INVESTIGADORES
LUPO liliana concepcion
congresos y reuniones científicas
Título:
Late Holocene landscape and climate evolution in the Sierra de Santa Victoria (NW Argentina, Jujuy) deduced from a high-Andean peat record
Autor/es:
KARSTEN SCHITECK; ANNE NIEMEYER; FABIO F. FLORES; LILIANA C. LUPO
Lugar:
Mendoza
Reunión:
Conferencia; 4th Southern Deserts Conference; 2014
Institución organizadora:
Laboratorio de Paleoecologia Humana. Universidad Nacional de Cuyo
Resumen:
High-Andean cushion peatlands are a valuable natural archive for palaeoenvironmental research. They have the quality to be very sensitive towards environmental changes and are well-suited for the application of a variety of methods that can be used for the reconstruction of palaeoclimates. The strengths of these geoarchives are their comparability over climatic gradients, their high accumulation rates and the high quality of their peat deposits to be precisely 14C-dated.   The study area lies at the northeastern margin of the arid diagonal of South America. For the reconstruction of Holocene environmental changes, a multi-proxy approach (pollen, fossil charcoal, fossil macroremains and geochemical analysis) was applied, based on extracted peat cores from a cushion peatland at 4400 m a.s.l. in the Eastern Cordillera of northwest Argentina (22° S, 65° W). The development of a pollen-vegetation dispersion model, which covers the principal phytogeographical provinces (High-Andean, Puna, Prepuna, Yungas, Chaco), is based on soil surface samples within latitudinal and altitudinal transects. The data permits the separation of representative regional, local and extralocal pollen spectra, featuring the interpretative value of ecological indicator species.   Fire has played an important role in the ecology of high-altitude Andean grassland vegetation during the past millennia. The macroscopical analysis of charred particles within the sedimentary records provided important information about changes in local past fire regimes, and hence, offered insights into reorganizations of climate and high-Andean vegetation.

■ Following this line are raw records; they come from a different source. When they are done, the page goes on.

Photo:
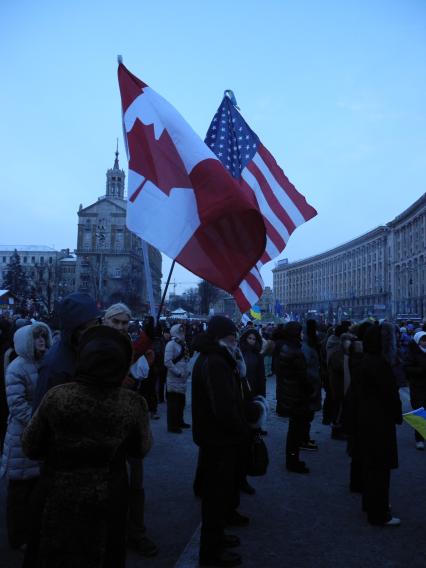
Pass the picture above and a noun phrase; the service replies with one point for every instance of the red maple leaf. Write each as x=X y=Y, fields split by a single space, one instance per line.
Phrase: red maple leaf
x=156 y=160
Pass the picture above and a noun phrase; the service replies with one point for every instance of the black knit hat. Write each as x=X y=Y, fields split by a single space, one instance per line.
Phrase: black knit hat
x=292 y=330
x=220 y=326
x=104 y=356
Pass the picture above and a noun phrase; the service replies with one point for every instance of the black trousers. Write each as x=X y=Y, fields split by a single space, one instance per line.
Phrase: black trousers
x=175 y=408
x=20 y=494
x=136 y=512
x=218 y=483
x=375 y=494
x=148 y=389
x=418 y=399
x=307 y=429
x=298 y=425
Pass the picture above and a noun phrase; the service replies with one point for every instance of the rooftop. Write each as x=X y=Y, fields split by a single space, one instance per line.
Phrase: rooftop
x=26 y=248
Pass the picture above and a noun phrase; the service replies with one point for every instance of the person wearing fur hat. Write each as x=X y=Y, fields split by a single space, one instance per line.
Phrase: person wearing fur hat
x=415 y=367
x=77 y=312
x=295 y=393
x=310 y=349
x=176 y=359
x=30 y=343
x=118 y=317
x=251 y=347
x=378 y=411
x=84 y=431
x=220 y=430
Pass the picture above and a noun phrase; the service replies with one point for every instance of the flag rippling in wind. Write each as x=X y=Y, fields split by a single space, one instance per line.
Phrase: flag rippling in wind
x=181 y=199
x=252 y=165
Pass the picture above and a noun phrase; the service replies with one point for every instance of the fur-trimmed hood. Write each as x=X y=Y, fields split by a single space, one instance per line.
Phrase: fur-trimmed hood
x=243 y=340
x=23 y=339
x=381 y=340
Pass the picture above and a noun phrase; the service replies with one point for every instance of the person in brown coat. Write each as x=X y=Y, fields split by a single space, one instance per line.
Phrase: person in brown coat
x=83 y=432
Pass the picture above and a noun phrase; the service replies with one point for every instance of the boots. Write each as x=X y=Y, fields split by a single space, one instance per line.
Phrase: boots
x=294 y=464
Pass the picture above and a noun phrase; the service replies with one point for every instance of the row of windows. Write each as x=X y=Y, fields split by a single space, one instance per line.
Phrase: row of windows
x=29 y=260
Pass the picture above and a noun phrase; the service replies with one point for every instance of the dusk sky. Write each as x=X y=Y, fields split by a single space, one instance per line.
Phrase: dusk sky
x=335 y=90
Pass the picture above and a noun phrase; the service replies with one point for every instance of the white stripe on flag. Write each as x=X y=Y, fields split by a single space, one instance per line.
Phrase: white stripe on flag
x=280 y=193
x=248 y=293
x=255 y=271
x=271 y=249
x=264 y=205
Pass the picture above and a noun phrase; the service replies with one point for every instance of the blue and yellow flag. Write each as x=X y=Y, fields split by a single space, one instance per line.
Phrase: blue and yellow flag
x=255 y=312
x=417 y=419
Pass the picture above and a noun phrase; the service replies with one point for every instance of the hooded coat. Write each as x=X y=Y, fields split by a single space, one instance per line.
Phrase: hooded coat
x=415 y=368
x=294 y=389
x=176 y=358
x=218 y=416
x=59 y=365
x=255 y=367
x=378 y=404
x=21 y=381
x=84 y=431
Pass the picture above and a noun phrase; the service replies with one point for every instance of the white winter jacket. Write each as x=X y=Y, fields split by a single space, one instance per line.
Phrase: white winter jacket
x=21 y=378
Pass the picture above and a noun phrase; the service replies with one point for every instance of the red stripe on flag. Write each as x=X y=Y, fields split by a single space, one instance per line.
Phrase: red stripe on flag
x=270 y=197
x=254 y=284
x=242 y=302
x=274 y=235
x=265 y=257
x=305 y=209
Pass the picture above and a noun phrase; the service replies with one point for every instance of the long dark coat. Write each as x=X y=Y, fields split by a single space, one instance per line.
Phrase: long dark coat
x=415 y=367
x=84 y=432
x=294 y=389
x=255 y=366
x=378 y=405
x=218 y=416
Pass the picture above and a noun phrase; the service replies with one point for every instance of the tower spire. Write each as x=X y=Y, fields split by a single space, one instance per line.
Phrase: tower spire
x=116 y=166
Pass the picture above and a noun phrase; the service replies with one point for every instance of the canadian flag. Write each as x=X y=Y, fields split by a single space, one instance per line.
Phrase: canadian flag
x=181 y=199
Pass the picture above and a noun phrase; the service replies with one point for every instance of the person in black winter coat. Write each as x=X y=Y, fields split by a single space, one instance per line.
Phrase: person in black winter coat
x=295 y=393
x=278 y=339
x=83 y=431
x=378 y=410
x=219 y=429
x=251 y=346
x=415 y=367
x=77 y=312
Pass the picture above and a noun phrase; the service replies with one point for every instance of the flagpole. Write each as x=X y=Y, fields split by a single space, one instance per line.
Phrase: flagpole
x=160 y=309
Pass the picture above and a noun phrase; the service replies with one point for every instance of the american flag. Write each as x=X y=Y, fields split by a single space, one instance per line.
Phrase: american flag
x=282 y=206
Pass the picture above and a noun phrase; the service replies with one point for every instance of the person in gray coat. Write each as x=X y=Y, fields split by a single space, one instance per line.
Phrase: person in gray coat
x=176 y=359
x=30 y=342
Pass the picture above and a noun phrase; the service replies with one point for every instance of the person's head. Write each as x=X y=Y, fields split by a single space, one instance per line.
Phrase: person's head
x=177 y=331
x=32 y=341
x=420 y=339
x=251 y=339
x=222 y=329
x=78 y=313
x=104 y=356
x=40 y=339
x=166 y=334
x=118 y=317
x=293 y=331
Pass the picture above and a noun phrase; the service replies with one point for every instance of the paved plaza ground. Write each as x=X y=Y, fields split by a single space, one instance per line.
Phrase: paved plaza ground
x=297 y=521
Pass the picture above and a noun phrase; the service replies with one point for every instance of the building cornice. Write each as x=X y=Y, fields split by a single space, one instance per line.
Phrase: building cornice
x=410 y=212
x=343 y=248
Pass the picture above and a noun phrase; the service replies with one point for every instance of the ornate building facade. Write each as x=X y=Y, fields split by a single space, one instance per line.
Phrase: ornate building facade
x=381 y=273
x=110 y=263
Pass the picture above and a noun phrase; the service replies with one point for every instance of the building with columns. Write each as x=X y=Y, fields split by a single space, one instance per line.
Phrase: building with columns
x=110 y=263
x=380 y=273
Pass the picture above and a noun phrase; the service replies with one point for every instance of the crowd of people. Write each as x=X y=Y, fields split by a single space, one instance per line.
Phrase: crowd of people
x=76 y=405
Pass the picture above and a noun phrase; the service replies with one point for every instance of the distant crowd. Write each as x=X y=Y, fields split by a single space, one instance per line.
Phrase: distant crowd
x=76 y=405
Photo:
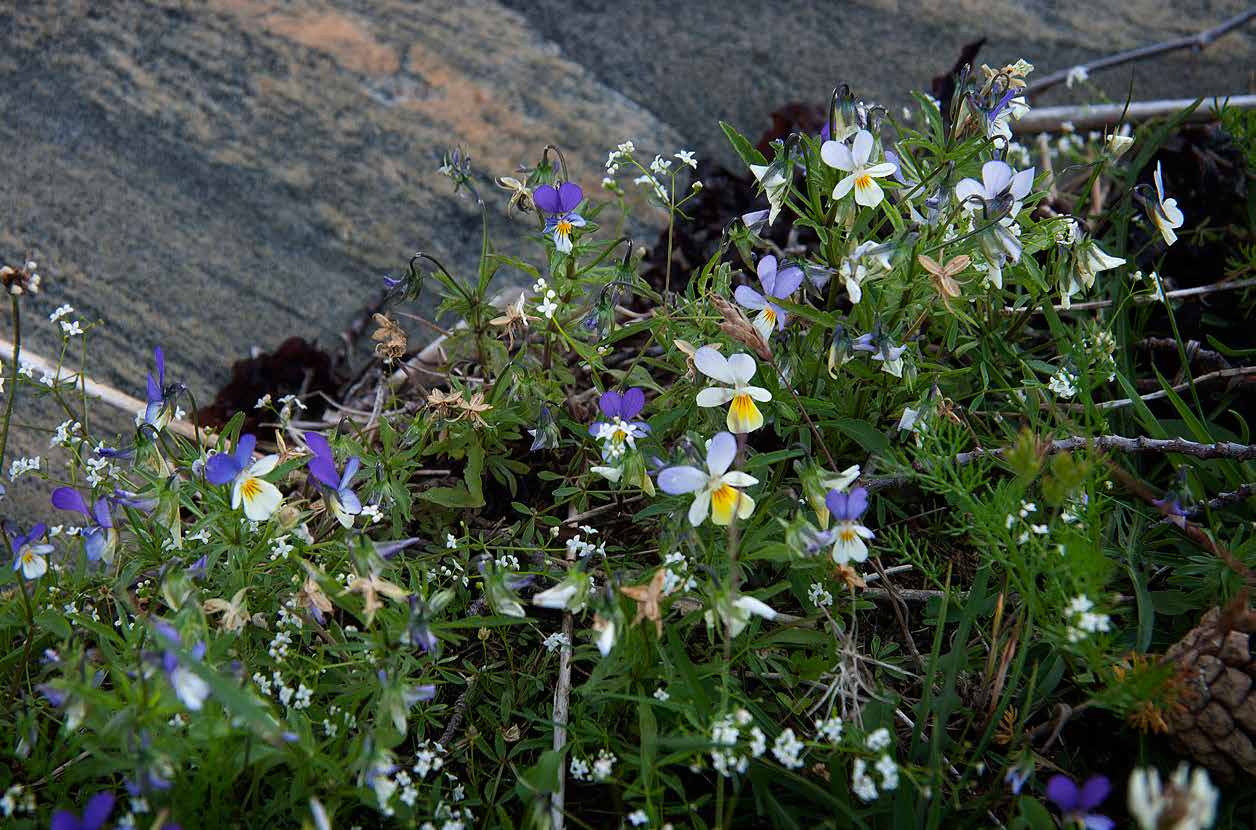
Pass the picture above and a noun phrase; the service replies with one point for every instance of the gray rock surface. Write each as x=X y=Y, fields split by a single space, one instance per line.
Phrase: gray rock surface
x=215 y=176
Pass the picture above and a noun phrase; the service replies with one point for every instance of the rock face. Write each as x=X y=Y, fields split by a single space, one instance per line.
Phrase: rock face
x=220 y=175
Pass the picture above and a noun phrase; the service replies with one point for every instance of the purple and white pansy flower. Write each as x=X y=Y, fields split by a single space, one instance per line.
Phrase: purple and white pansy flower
x=30 y=556
x=99 y=539
x=559 y=206
x=716 y=491
x=778 y=285
x=260 y=497
x=337 y=489
x=849 y=534
x=619 y=430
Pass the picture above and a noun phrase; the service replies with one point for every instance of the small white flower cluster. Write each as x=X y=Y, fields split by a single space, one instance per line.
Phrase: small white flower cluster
x=788 y=750
x=599 y=770
x=725 y=735
x=1083 y=620
x=819 y=595
x=555 y=641
x=21 y=466
x=1063 y=383
x=677 y=575
x=16 y=800
x=829 y=730
x=1026 y=510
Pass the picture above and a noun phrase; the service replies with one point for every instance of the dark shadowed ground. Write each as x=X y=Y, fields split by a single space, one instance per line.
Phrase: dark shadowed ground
x=215 y=176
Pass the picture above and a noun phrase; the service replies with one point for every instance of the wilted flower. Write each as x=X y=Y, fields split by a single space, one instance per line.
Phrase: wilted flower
x=1164 y=212
x=260 y=497
x=29 y=556
x=1077 y=804
x=337 y=489
x=859 y=175
x=847 y=509
x=545 y=435
x=735 y=371
x=1188 y=803
x=778 y=285
x=559 y=205
x=717 y=491
x=99 y=538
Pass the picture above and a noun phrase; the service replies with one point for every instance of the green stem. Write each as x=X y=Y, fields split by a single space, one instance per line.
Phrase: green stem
x=13 y=378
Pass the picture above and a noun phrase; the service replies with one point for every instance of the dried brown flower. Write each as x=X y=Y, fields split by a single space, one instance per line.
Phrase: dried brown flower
x=389 y=339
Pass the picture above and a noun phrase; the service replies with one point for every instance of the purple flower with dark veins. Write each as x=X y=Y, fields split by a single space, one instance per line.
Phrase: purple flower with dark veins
x=99 y=538
x=1077 y=804
x=94 y=814
x=778 y=285
x=559 y=207
x=337 y=491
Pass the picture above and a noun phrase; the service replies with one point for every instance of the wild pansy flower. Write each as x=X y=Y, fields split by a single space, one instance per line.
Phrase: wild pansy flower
x=848 y=544
x=619 y=431
x=337 y=491
x=559 y=206
x=716 y=490
x=94 y=814
x=398 y=698
x=778 y=285
x=260 y=497
x=736 y=371
x=160 y=407
x=1077 y=804
x=999 y=196
x=735 y=613
x=29 y=555
x=775 y=185
x=1164 y=212
x=99 y=538
x=882 y=349
x=859 y=175
x=189 y=686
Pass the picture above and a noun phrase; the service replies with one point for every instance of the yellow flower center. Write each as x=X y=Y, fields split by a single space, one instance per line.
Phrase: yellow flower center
x=724 y=500
x=744 y=407
x=250 y=489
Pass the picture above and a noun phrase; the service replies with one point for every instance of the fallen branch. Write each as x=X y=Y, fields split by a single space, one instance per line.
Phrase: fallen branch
x=1197 y=42
x=1222 y=500
x=1230 y=450
x=1142 y=299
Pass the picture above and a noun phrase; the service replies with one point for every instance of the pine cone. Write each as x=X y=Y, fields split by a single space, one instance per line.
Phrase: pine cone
x=1216 y=721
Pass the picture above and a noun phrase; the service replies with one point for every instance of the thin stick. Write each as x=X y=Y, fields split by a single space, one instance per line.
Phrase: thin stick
x=1197 y=42
x=1142 y=299
x=1240 y=372
x=563 y=702
x=1119 y=443
x=1222 y=500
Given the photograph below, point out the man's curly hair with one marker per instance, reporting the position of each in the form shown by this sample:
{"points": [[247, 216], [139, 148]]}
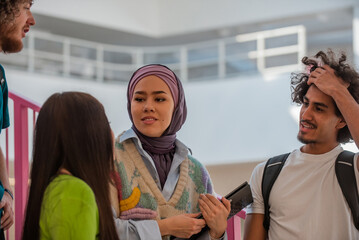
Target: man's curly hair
{"points": [[300, 87], [9, 9]]}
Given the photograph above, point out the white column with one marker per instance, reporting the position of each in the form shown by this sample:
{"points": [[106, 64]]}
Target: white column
{"points": [[356, 36]]}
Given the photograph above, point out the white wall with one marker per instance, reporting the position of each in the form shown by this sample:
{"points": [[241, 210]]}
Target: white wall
{"points": [[190, 16], [158, 18], [236, 120], [134, 16]]}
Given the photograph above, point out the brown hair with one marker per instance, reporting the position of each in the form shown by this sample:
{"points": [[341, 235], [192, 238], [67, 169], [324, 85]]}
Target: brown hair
{"points": [[300, 87], [9, 9], [72, 131]]}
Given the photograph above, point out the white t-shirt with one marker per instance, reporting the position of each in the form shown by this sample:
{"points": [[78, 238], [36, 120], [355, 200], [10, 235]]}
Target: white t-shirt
{"points": [[306, 199]]}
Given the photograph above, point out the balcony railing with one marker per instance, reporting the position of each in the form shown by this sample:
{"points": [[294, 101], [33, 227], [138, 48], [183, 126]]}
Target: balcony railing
{"points": [[278, 50]]}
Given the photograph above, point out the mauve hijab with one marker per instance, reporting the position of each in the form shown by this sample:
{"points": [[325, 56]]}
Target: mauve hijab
{"points": [[161, 149]]}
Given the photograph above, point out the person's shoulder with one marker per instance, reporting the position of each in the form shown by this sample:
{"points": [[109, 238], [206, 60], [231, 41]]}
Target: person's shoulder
{"points": [[67, 186], [195, 161]]}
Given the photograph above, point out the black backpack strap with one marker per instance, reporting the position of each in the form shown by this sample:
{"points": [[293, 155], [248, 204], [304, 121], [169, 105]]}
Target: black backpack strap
{"points": [[344, 169], [271, 171]]}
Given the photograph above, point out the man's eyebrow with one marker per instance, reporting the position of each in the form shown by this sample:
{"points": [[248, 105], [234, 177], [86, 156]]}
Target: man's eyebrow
{"points": [[154, 92], [316, 103]]}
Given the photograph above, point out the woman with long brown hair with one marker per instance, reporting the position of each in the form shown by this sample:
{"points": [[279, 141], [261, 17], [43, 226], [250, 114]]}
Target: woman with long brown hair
{"points": [[70, 176]]}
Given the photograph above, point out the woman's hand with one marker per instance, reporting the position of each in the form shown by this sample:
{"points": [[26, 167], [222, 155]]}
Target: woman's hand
{"points": [[182, 226], [215, 213]]}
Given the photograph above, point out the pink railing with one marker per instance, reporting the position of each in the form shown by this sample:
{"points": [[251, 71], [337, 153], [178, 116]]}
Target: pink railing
{"points": [[21, 155]]}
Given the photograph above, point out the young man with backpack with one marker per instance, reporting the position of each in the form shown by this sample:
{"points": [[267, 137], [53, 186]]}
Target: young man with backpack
{"points": [[312, 192]]}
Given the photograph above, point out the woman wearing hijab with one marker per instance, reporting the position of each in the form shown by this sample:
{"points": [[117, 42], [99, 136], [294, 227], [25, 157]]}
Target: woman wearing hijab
{"points": [[161, 188]]}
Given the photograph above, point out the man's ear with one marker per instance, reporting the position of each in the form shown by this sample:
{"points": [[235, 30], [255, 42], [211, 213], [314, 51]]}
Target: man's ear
{"points": [[341, 123]]}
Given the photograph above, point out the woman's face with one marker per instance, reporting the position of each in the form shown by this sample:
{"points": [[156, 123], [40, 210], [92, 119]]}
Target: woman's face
{"points": [[152, 106]]}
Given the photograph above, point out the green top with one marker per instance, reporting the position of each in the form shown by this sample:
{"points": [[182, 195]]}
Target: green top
{"points": [[69, 210]]}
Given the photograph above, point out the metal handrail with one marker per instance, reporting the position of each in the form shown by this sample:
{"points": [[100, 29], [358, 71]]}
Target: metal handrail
{"points": [[66, 56]]}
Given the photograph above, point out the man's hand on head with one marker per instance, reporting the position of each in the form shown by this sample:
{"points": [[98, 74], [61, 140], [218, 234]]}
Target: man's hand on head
{"points": [[326, 80]]}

Prevailing cooler conditions in high-mountain areas result in a down-slope shift of vegetation belts, depending on the degree of temperature decrease and the duration and stability of the cold period.   The palaeoecologic data reflects several prominent Late Holocene climate anomalies and provides evidence that Northern Hemisphere temperature oscillations were extensive and, at the same time, affected the southward extension of moisture flux in the South American summer monsoon belt.